Il voit plutôt ce processus comme « la reconnaissance de glissements de tâches qui existent depuis longtemps, mais qui n’étaient pas valorisés ». Avant même d’avoir entamé ses études d’IPA,  sa pratique lui avait en effet selon lui donné « beaucoup d’autonomie » : « on fait des entretiens seuls avec les patients, on a un œil sur les prescriptions, on revient sur l’annonce le diagnostic, le pronostic », énumère-t-il. Thomas Zurecki était aussi titulaire de deux diplômes universitaires dans les domaines de la prise en charge de la douleur et des soins palliatifs.

Le Seine-et-Marnais ajoute que le processus de VAE n’a rien d’une promenade de santé. « En plus de l’étude par la commission pédagogique de mon dossier, de ma lettre de motivation et de mon CV, j’ai dû passer un oral », se souvient-il, ajoutant qu’il a également dû effectuer « trois semaines de remise à niveau sur les grands thèmes jugés indispensables : la législation, la sémiologie, la gestion des risques, etc. ».

Et s’il se dit confiant dans le fait que la VAE ne dégrade pas le niveau de qualité de la formation, il émet cependant un point de vigilance. « Je pense que s’il peut y avoir un point faible en validant la première année de cette manière, c’est la sémiologie, indique-t-il. Il faut bien comprendre le fonctionnement de base de l’organisme, et donc je déconseillerais cela à des personnes qui n’auraient pas d’acquis assez solides sur ce point, ou qui ne sont pas dans une équipe soutenante qui serait à même, tout au long de l’année, de leur apprendre à examiner un patient, à ausculter. »

Alors, ce qui est possible pour la spécialité Ibode ou pour la pratique avancée doit-il être rendu accessible au diplôme IDE ? Face à la pénurie infirmière, des propositions ont été faites pour faciliter (pour l’instant à titre expérimental) certaines VAE et autres passerelles.

Mais celles-ci sont accueillies avec prudence dans la profession. « On peut envisager des VAE partielles, sur des champs partagés, notamment sur les soins de base, le nursing, estime Sylvain Boussemaere. Mais il faut faire attention à ne pas aller trop vite, car ces champs partagés représentent finalement peu de choses. »

Même prudence du côté de Linda. « C’est toujours intéressant de valoriser l’expérience, les étudiants issus de promotions professionnelles ont un bagage que les autres ne peuvent pas avoir, estime-t-elle. Mais il faut savoir où l’on met le curseur. »

Adrien Renaud

Trois questions à Julie Devictor

Julie Devictor préside le Conseil national professionnel des IPA (CNP-IPA), et elle a de sérieuses réserves à l’encontre de la VAE pour les IPA.

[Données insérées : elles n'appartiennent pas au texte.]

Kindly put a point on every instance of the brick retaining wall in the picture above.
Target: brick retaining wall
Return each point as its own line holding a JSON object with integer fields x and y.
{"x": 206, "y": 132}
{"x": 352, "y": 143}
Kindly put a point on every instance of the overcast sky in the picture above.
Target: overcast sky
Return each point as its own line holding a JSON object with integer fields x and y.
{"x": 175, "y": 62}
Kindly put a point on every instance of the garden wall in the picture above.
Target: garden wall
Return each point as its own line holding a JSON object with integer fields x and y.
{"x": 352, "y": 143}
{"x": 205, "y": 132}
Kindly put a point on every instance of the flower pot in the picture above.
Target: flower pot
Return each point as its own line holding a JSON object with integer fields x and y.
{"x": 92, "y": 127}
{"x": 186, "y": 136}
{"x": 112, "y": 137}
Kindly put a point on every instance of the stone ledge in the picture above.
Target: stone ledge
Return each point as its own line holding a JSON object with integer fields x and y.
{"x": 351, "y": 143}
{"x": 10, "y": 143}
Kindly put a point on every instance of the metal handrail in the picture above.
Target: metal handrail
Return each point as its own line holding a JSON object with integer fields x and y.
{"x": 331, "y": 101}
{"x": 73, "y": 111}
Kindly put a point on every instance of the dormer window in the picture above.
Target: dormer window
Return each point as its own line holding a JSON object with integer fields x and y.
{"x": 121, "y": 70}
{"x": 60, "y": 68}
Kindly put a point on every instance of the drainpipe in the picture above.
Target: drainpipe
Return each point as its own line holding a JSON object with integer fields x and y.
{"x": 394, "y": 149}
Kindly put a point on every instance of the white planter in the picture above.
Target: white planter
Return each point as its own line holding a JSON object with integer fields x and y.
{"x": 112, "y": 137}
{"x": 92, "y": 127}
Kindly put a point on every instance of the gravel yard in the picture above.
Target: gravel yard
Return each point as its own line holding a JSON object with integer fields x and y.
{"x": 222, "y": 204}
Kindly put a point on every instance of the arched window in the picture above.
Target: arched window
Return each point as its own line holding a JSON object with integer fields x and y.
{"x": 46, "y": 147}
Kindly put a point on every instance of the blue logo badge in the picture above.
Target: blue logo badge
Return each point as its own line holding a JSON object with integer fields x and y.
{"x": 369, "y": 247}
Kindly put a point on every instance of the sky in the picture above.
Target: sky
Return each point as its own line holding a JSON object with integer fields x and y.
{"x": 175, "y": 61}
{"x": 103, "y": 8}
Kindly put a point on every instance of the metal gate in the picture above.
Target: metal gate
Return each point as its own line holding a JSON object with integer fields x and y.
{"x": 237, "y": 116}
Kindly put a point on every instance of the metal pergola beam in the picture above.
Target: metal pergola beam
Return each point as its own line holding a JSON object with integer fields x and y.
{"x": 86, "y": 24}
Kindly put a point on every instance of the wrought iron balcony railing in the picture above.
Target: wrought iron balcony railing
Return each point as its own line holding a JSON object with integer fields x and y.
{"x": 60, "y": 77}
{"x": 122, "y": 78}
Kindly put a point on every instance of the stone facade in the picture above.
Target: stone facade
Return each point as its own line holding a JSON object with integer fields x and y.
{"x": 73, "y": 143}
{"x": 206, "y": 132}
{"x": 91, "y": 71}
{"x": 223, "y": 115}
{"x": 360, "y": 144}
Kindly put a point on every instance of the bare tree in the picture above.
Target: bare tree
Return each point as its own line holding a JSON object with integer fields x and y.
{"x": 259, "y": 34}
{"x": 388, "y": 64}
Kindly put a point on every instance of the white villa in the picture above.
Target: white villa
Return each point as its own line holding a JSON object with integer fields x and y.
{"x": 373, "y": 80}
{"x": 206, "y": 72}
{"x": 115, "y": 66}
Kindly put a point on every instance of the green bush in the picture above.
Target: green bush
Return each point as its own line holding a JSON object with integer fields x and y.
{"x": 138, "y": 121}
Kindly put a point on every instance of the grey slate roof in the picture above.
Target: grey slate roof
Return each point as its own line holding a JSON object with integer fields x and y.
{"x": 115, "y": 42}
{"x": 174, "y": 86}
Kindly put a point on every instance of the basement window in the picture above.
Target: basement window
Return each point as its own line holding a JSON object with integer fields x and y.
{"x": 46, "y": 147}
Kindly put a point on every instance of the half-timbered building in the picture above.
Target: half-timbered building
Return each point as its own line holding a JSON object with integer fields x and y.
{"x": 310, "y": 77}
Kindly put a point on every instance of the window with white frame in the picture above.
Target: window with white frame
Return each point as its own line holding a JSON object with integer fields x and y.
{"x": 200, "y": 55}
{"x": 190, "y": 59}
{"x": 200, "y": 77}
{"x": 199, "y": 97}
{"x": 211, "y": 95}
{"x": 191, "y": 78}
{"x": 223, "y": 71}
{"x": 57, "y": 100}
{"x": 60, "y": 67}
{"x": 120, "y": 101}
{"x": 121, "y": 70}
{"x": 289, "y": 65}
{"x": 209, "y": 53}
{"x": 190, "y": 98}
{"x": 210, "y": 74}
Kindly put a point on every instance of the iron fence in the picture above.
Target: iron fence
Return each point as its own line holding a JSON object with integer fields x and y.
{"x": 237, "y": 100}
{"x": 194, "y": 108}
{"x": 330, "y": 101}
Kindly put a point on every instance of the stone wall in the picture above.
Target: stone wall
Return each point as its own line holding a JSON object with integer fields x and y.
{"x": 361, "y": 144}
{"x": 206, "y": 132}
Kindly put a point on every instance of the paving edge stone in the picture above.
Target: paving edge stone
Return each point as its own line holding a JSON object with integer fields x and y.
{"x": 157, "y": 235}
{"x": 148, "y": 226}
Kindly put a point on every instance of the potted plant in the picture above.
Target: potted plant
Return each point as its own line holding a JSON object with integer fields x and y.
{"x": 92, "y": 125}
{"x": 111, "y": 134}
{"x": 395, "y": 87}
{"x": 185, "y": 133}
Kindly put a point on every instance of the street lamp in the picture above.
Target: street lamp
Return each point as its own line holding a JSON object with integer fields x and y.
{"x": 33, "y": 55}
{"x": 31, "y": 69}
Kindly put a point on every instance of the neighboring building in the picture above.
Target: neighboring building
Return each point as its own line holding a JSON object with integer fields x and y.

En quoi la VAE pour les IPA vous pose-t-elle problème ?

Le principe de validation d’UE est universel dans les universités, et nous ne le remettons pas en question, car le diplôme d’IPA est un diplôme universitaire.

Mais c’est aussi un diplôme professionnalisant : nous pouvons entendre que des UE théoriques soient validées, mais nous ne comprenons pas comment on peut valider de manière globale toute une première année, qui comprend aussi des unités cliniques.

Je voudrais qu’on m’explique comment on peut valider ces unités cliniques dans un métier qui, par définition, n’est pas exercé par le candidat. Certains peuvent avoir une expertise ciblée, par exemple dans la prise en charge de la douleur, mais justement, la pratique avancée, c’est un regard plus large que l’expertise clinique ciblée.

Quels risques la VAE fait-elle, selon vous, peser sur la profession ?

Pour pallier des problématiques démographiques, on sacrifie la qualité de la formation. C’est tout à fait contradictoire avec les efforts que nous faisons pour avoir davantage de responsabilités pour les IPA, pour l’accès direct, etc. On voit d’ailleurs bien que, par exemple dans le cas de la médecine générale, la tendance est à l’augmentation du temps de formation plutôt qu’à sa réduction.

Y a-t-il selon vous des risques pour les professionnels eux-mêmes ?

Il se trouve que j’ai moi-même j’ai bénéficié de la VAE, parce que je suis titulaire d’un master de sciences cliniques infirmières.

J’ai accepté, parce que cela me permettait d’aller plus vite, je ne me rendais pas compte. Mais le résultat, c’est que je ne suis pas au niveau de ceux qui ont bénéficié des deux années de formation.